Yes, and it wasn’t so long ago.

Do you think that the mentality of how women are buying the clothes is changing? Before now, it was a very niche thing and you had to understand the fetish scene, understand and respect the ritual of wearing latex, the craft of it being made...
Well some women are definitely buying it because of the fashion element, but I think that they have to go through the ritual of it anyway. I like the way that you have to go through all of that – you have to experience the real pleasure of it.

“I enjoy being a woman: being confident, being an authentic version of myself – and the latex helps!” Atsuko Kudo

When you were growing up, did you feel that there was a stigma placed on women who enjoyed their sexuality? Even today, people – and particularly women – are shamed for being open about what they enjoy about sex, and feeling sexy or looking sexy. Is that something you have always tried to tackle?
In Japan, women are still having a difficult time because the rules of marriage are so strict in comparison to here. Women lose a lot of freedom, which means that a lot of women end up not wanting to get married. I think maybe tackling that is what I’m trying to do. Because, looking at my mother or my grandma, I want one of them to stand up, I want them to enjoy their life.

What do you personally enjoy the most about being a woman today?
That I can dress how I like, and I can feel sexy, and I think when I dress, I don’t really want to think about… 
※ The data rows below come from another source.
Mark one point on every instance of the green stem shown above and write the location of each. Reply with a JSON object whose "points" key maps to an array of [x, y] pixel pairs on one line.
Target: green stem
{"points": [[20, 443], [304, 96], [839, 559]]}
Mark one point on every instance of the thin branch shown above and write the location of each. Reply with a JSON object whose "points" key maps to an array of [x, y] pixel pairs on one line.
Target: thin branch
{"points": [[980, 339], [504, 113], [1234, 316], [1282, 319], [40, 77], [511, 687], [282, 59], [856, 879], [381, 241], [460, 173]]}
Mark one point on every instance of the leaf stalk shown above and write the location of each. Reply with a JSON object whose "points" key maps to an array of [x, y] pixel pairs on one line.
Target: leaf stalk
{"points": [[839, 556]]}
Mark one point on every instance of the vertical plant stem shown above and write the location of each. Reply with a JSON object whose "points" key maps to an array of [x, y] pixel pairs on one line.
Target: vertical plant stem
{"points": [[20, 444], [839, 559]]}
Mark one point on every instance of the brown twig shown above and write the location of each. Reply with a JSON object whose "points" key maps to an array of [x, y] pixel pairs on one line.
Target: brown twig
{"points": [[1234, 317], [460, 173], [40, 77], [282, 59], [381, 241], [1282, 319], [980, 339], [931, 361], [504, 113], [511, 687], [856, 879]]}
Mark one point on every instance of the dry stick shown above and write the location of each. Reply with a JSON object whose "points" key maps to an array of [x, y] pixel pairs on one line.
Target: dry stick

...How men are going to perceive you?
Yes, that’s how I enjoy being a woman: being confident, being an authentic version of myself – and the latex helps!

What advice would you give to other women? I think that there are a lot of women who really look up to you...
I think that you don’t need to follow anybody else: you just need to be yourself and adjust to being yourself and just do what you want to do. What I try to do is – because latex has this stereotype about being for models or slim people – challenge that. It’s not about that. What we try to do here is empower all different ages and shapes of women. That’s really important to me. If latex is cut properly, it will work like shaping wear, it will “pull you together”... that is its magic! Everyone can wear it, feel great and enjoy it!